Voltando ao caso concreto, já se disse que se entende que o texto da lei antes desta alteração não permitia que se concluísse que estava vedada a dedução do RFAI e do CFEI à parte da coleta de IRC resultante das tributações autónomas. Por outro lado, essa solução não resulta ainda de forma clara do n.º 21 do artigo 88.º do CIRC. Assim, quanto à amplitude das deduções previstas no artigo 90.º, continua a não existir razão para se considerar excluída a coleta das tributações autónomas.

Em suma, quanto ao efeito da alteração operada pela Lei do Orçamento do Estado para 2016, entendo que o n.º 21 do artigo 88.º do CIRC não tem caráter interpretativo no que respeita à questão em discussão, não se aplicando a factos ocorridos antes da sua entrada em vigor, nomeadamente, ao período de tributação e factos relevantes no presente processo,

Por estes motivos, julgaria procedente o pedido de declaração de ilegalidade das autoliquidações em causa no presente processo, na parte referente à não dedução dos montantes do RFAI e do CFEI à coleta das tributações autónomas.

 

Lisboa, 21 de julho de 2017

 

Raquel Franco

 



[1] Nos termos do disposto no artigo 28.º, n.º 1, alínea a) do CFI na versão resultante do Decreto-Lei n.º 82/2013 de 17 de Junho, e artigo 23.º, n.º 2, alínea b), do CFI, na versão resultante do Decreto-Lei n.º 162/2014, de 31 de Outubro.

[2] Tudo de acordo com o processo de cálculo constante dos artigos 21.º e ss. Do pedido de pronúncia arbitral, que aqui se dão por integralmente reproduzidos.

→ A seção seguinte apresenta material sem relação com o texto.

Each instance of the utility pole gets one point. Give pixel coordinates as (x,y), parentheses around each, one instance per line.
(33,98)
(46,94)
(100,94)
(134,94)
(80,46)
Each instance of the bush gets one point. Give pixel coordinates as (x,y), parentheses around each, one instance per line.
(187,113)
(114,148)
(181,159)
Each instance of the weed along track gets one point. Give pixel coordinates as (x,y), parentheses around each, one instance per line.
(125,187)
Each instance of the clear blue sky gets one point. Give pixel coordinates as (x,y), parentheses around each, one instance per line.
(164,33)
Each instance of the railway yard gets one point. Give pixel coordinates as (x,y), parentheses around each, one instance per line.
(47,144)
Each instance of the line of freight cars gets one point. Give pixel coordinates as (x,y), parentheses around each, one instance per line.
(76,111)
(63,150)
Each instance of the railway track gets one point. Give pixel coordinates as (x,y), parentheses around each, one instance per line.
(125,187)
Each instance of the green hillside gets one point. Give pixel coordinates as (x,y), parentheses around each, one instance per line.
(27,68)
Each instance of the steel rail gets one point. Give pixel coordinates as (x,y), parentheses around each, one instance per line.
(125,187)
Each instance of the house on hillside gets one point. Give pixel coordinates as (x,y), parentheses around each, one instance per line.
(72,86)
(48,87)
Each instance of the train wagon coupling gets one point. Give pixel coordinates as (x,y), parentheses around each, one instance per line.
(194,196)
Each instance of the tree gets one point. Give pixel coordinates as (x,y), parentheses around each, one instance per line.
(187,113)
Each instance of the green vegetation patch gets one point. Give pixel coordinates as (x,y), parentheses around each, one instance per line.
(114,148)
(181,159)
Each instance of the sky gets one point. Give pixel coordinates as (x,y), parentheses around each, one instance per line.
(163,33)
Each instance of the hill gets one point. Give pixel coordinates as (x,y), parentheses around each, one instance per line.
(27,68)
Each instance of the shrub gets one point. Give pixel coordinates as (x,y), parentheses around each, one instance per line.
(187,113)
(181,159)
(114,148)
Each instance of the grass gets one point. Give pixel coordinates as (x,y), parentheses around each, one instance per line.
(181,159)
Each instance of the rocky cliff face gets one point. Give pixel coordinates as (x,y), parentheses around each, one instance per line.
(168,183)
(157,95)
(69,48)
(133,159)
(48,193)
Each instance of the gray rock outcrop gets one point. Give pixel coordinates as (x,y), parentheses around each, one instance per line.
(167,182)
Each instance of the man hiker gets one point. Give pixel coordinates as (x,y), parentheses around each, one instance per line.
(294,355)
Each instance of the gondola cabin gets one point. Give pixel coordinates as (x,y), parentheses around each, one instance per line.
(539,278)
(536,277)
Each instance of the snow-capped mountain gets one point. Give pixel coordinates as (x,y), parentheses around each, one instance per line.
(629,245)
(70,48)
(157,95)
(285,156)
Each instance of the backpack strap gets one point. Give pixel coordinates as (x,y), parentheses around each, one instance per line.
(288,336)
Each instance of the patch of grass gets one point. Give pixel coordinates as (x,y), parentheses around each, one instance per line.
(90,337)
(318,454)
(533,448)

[3] No mesmo sentido vide também voto vencido do mesmo Árbitro Presidente, aposto na Decisão Arbitral nº 5/2106-T, de 27 de Julho de 2016 (e para cujo teor da decisão desde já aqui também remetemos).

[4] Vide processo nº 830/11, de 21-03-2012 (2ª secção).

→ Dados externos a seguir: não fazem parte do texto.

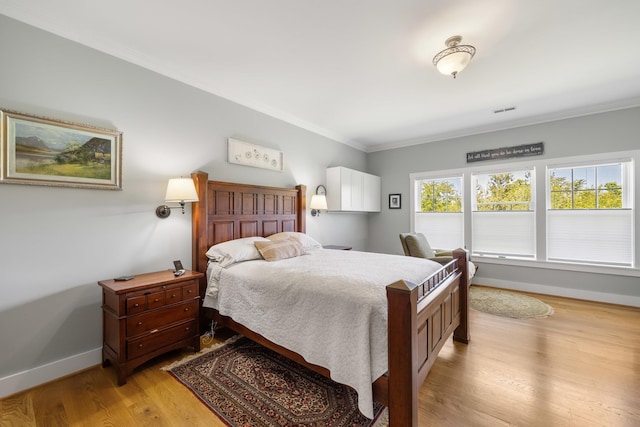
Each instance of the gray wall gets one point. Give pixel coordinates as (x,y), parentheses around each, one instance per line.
(57,242)
(595,134)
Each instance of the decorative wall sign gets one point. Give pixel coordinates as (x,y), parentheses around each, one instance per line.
(244,153)
(525,150)
(41,151)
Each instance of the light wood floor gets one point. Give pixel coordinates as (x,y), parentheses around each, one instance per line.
(579,367)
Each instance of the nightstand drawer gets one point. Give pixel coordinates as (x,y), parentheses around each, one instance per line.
(156,319)
(155,300)
(161,338)
(136,304)
(190,290)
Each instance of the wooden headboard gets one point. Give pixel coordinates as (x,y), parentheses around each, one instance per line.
(227,211)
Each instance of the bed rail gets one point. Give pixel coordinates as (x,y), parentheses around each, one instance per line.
(421,318)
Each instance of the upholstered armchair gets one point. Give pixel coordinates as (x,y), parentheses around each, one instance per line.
(417,245)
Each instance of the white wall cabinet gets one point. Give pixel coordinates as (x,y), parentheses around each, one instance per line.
(352,191)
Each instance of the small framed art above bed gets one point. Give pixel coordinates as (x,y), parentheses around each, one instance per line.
(374,322)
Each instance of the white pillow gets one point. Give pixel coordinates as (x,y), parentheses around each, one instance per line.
(238,250)
(307,242)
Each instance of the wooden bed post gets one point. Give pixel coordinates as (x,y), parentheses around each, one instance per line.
(461,333)
(199,227)
(402,369)
(301,206)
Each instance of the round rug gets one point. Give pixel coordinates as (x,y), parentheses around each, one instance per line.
(507,304)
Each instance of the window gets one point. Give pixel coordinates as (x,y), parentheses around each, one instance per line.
(503,216)
(575,213)
(590,215)
(439,211)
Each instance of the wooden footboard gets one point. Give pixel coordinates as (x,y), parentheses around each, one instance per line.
(421,316)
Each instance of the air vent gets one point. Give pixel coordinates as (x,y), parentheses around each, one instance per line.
(504,110)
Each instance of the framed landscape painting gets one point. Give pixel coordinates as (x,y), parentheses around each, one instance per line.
(41,151)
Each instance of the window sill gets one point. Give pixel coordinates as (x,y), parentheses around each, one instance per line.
(551,265)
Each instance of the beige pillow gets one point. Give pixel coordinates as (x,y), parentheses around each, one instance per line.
(275,250)
(307,242)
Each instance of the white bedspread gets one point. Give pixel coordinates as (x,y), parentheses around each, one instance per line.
(328,306)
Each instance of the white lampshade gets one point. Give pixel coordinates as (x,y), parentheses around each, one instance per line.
(455,58)
(181,190)
(318,201)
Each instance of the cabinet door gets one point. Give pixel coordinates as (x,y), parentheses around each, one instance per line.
(371,193)
(357,191)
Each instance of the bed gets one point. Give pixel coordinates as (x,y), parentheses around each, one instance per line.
(420,316)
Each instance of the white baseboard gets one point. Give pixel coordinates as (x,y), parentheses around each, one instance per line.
(610,298)
(21,381)
(24,380)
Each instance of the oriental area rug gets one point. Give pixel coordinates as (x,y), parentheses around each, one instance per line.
(246,384)
(507,304)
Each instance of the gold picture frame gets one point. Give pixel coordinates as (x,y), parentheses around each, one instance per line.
(42,151)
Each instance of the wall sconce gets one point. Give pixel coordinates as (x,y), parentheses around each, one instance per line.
(179,190)
(318,201)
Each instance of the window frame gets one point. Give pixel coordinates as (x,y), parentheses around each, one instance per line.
(540,166)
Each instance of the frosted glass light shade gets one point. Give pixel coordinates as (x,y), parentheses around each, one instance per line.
(455,58)
(181,190)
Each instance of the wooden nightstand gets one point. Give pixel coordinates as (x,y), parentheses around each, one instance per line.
(338,247)
(147,316)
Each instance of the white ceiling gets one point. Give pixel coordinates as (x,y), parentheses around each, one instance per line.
(360,71)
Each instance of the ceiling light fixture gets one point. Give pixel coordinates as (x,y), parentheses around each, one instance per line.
(455,57)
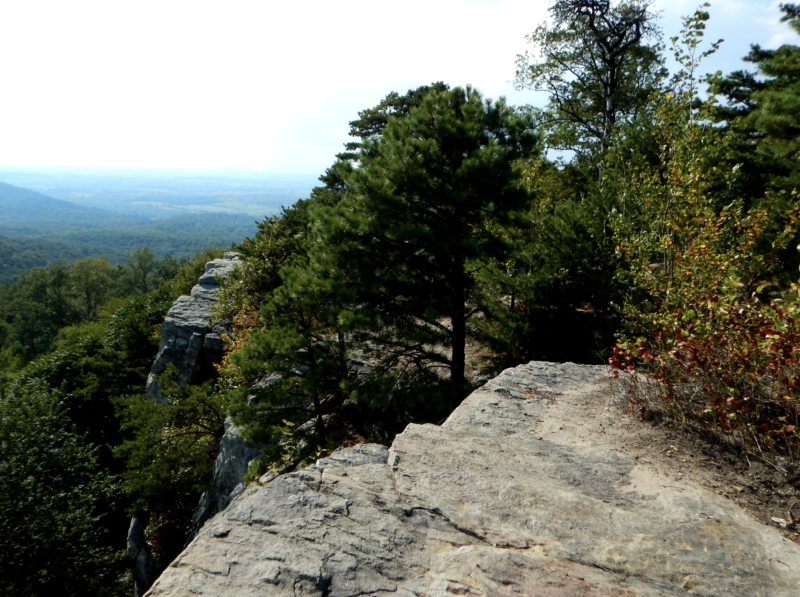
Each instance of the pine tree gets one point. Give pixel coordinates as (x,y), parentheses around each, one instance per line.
(597,68)
(414,226)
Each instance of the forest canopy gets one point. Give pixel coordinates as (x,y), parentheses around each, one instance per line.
(442,245)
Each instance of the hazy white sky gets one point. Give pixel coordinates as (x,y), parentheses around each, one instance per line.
(263,85)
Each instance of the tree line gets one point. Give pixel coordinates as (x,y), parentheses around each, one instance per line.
(444,239)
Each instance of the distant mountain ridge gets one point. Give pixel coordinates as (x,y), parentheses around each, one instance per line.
(36,229)
(24,211)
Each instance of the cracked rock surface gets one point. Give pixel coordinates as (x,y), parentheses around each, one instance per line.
(485,506)
(187,339)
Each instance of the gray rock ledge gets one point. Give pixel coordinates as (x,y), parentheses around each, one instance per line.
(481,506)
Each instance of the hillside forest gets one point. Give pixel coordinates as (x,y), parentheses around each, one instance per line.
(444,243)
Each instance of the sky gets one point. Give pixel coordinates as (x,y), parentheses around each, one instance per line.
(262,85)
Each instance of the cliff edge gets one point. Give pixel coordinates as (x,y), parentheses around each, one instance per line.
(497,501)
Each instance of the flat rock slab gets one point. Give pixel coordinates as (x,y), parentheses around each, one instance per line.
(484,506)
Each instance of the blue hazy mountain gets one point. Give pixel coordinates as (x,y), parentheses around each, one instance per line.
(157,194)
(36,229)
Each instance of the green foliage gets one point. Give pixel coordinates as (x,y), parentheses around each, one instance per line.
(53,494)
(170,451)
(725,356)
(597,69)
(405,242)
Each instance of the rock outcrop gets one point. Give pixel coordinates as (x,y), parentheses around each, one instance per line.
(484,505)
(187,339)
(233,460)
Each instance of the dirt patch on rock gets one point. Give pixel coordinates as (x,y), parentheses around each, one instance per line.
(672,455)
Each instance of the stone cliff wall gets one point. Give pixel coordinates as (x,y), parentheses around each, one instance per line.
(193,345)
(188,340)
(486,505)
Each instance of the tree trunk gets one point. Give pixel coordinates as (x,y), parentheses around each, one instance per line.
(459,334)
(320,421)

[5] Neste sentido, vide Acórdão n.º 310/12, de 20 de Junho (Relator Conselheiro João Cura Mariano), jurisprudência reiterada pelo Acórdão do Plenário, no Acórdão n.º 617/2012 (processo n.º 150/12, de 31 de Janeiro de 2013) e no Acórdão n.º 197/2016 (processo n.º 465/2015, de 23 de Maio de 2016).

[6] Vide RUI DUARTE MORAIS, inApontamentos ao IRC”, Almedina, 2009, pp. 202-203.

[7] Também CASALTA NABAIS considera que se “trata de uma tributação sobre a despesa e não sobre o rendimento” (inDireito Fiscal, 6.ª Ed., p. 614) e, no mesmo sentido, cfr. ANA PAULA DOURADO (inDireito Fiscal, Lições”, 2015, p. 237).

[8] Vide SALDANHA SANCHES, in “Manual de Direito Fiscal”, 3.ª Ed., Coimbra Editora, 2007, p. 406.

[9] Vide CASALTA NABAIS, Idem, p. 614.

[10] A propósito das questões sobre os limites da moral face ao imposto vejam-se SUSANNE LANDREY, STEF VAN WEEGHEL e FRANK EMMERINK). No que diz respeito à interligação profunda e indiscutível entre o direito e a moral, vide JOÃO BAPTISTA MACHADO, Introdução do Direito e ao Discurso Legitimador, Almedina, 9.ª Reimp. pp. 50 e segs.

[11] A Decisão Arbitral do CAAD nº 210/13-T refere que as “despesas (…) partilham entre si um risco de não empresarialidade, isto é, um risco de não serem realizadas com fins empresariais, mas sim extra-empresariais ou privados”.

[12] In “Interpretação e Aplicação das Leis”, Arménio Amado, editores, 1978, p. 137 e segs.

[13] Vide MANUEL DE ANDRADE, Ensaio sobre a teoria da interpretação das leis.